A importância do esclarecimento das relações entre trabalho infantil e incidência de uma infra-estrutura energética é de modo a se conceber adequadamente programas de disponibilização de serviços de energia em regiões rurais isoladas, de modo a alcançar o máximo impacto sobre a qualidade de vida das populações.

Uma importância que é freqüentemente atribuída aos serviços de energia nas regiões rurais é a iluminação, viabilizando aulas no período noturno, e a televisão na escola, possibilitando o recebimento de programas educativos por vídeo ou satélite, e mesmo ainda o uso computador. Tal destaque recebido por estas aplicações da energia no campo tem justificado, mesmo, a prática de programas de eletrificação rural concentrados no atendimento das necessidades comunitárias, como tem sido o PRODEEM (Programa para o Desenvolvimento Energético dos Estados e Municípios, do Ministério de Minas e Energia), existente desde 1994 e que vem crescendo em abrangência, tendo já em 1998 superado os R$ 10 milhões anuais de investimento.

Aqui, cabe um comentário esclarecedor. Embora seja de indiscutível valor tanto a iluminação nas escolas quanto a disponibilização de um conjunto de TV e vídeo-cassete, parece haver uma inversão de prioridades quando tais equipamentos são introduzidos na escola antes que as famílias de seus alunos tenham garantida uma sobrevivência produtiva. Parece paradoxal o investimento em qualidade do ensino se a causa da evasão escolar está na dificuldade das famílias, em satisfazerem suas necessidades de alimentos, água, saúde básica ou uma habitação adequada.
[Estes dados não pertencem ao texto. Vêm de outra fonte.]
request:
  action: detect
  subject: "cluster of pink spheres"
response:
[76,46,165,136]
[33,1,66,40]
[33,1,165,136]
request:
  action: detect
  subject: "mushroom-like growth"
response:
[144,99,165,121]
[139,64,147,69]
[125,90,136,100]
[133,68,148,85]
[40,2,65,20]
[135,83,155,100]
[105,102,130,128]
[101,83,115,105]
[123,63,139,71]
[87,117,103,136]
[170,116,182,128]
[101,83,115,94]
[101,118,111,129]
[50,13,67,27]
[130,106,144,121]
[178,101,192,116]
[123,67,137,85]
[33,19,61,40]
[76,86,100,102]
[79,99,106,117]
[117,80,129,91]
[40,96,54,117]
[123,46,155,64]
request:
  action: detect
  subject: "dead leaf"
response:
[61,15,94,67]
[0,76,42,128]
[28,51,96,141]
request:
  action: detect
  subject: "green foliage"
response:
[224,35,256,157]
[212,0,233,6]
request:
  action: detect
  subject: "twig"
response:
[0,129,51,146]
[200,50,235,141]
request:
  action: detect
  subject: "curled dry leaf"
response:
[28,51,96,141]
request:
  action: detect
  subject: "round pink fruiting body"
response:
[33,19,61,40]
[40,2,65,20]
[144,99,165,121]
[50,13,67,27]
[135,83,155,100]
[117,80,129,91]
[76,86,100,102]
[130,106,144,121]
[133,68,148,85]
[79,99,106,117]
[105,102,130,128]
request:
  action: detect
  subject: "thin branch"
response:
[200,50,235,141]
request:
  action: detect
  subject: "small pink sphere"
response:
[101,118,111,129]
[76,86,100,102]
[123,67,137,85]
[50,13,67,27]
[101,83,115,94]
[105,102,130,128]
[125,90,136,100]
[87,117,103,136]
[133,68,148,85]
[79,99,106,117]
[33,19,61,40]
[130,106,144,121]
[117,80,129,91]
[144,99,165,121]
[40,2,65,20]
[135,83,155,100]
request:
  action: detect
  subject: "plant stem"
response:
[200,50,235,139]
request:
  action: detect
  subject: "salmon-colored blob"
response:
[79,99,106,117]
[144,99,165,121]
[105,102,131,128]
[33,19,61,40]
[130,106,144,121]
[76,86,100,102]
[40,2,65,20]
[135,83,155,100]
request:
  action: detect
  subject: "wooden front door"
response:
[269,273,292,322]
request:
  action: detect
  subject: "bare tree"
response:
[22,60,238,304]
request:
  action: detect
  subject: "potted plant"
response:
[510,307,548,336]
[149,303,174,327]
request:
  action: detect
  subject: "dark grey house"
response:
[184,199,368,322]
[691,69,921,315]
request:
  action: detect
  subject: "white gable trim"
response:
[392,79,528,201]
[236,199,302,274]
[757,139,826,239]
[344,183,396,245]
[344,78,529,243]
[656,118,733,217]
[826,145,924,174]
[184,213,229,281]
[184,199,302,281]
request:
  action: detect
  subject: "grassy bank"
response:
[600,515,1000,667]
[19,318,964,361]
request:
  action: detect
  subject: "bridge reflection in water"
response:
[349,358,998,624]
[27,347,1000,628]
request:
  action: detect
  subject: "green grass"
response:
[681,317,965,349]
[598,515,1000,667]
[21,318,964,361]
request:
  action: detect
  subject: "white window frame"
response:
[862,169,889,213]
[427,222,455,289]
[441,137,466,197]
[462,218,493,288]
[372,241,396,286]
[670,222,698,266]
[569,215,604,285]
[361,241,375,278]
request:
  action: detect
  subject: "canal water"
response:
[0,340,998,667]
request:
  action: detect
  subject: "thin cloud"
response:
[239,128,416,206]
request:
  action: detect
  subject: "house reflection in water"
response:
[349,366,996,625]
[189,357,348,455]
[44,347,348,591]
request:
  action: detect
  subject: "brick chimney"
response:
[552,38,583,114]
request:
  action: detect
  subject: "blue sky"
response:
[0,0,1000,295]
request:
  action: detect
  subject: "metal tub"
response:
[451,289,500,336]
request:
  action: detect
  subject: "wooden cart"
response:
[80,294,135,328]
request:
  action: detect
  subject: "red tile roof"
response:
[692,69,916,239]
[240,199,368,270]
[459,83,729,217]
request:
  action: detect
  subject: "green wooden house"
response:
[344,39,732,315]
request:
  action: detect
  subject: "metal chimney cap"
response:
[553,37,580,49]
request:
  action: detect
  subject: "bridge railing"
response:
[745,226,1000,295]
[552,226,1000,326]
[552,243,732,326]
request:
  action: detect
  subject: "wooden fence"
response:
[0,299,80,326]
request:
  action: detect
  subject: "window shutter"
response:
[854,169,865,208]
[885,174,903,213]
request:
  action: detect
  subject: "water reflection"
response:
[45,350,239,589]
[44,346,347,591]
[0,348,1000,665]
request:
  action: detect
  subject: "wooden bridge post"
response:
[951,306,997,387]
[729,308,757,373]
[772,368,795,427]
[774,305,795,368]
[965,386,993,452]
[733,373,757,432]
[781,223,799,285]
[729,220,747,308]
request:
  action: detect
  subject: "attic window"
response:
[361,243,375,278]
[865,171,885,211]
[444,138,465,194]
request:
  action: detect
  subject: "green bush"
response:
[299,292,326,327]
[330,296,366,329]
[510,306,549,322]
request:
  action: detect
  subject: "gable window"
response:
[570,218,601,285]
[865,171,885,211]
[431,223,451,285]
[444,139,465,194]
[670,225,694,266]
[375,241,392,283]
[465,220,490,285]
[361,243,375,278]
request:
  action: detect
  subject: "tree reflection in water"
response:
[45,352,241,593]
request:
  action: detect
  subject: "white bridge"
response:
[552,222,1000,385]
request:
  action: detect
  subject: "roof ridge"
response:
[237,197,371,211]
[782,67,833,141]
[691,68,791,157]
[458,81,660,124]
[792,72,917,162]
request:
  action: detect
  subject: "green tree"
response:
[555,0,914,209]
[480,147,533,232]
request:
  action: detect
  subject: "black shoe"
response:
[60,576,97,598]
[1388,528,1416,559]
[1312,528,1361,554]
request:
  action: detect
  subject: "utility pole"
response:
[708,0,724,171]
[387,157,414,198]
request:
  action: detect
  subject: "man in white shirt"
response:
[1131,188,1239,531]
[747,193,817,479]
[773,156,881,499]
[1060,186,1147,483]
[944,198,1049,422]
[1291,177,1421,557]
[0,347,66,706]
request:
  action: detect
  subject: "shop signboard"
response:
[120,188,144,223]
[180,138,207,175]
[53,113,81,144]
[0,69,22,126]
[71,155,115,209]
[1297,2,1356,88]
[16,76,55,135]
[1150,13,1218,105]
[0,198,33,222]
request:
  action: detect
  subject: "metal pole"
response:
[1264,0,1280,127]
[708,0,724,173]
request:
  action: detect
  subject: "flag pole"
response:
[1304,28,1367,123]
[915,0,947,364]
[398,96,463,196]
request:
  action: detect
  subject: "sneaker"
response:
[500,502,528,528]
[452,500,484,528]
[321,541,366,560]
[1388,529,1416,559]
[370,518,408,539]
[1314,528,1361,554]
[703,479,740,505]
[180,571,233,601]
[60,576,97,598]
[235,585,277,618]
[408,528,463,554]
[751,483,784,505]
Completando a definição da hipótese acima, propomos que o maior benefício da energia para a educação, nas áreas rurais não é girar o vídeo-cassete, mas livrar os alunos da função de energia motriz para seus lares, nas operações mais freqüentes do trabalho infantil.

 

RESULTADOS GERAIS

O número total de menores de 14 anos empregados na propriedades rurais brasileiras era de 2.435.000 em (13,58%) 31 de dezembro de 1995. Isto significa a grande maioria dos trabalhadores infantis apontados naquele ano. O número total de propriedades rurais eletrificadas, no Brasil, era de 1.895.068 num total de 4.859.829 (38,99%).

 

ANÁLISE POR MUNICÍPIOS

Considerando-se a possibilidade das relações entre as diferentes realidades de infra-estrutura energética condicionar em cada um dos municípios brasileiros o recurso ao trabalho infantil nas propriedades rurais, procedemos à exaustivo processo de cruzamento de dados de

a) percentagem de mão de obra abaixo de 14 anos nas propriedades rurais e

b) porcentagem de propriedades rurais eletrificadas

referentes a universo de mais de 4000 municípios brasileiros constantes no Censo Agropecuário de 1996, disponível nas páginas do IBGE na World Wide Web.

Como resultado de tal cruzamento de dados, obtivemos um gráfico de difícil leitura onde a dispersão de pontos é de tal modo visível que demonstra, já visualmente, não haver indícios de uma correlação entre as duas variáveis a) e b) acima descritas. Devido à dificuldade da leitura, optamos por não reproduzir tal gráfico aqui.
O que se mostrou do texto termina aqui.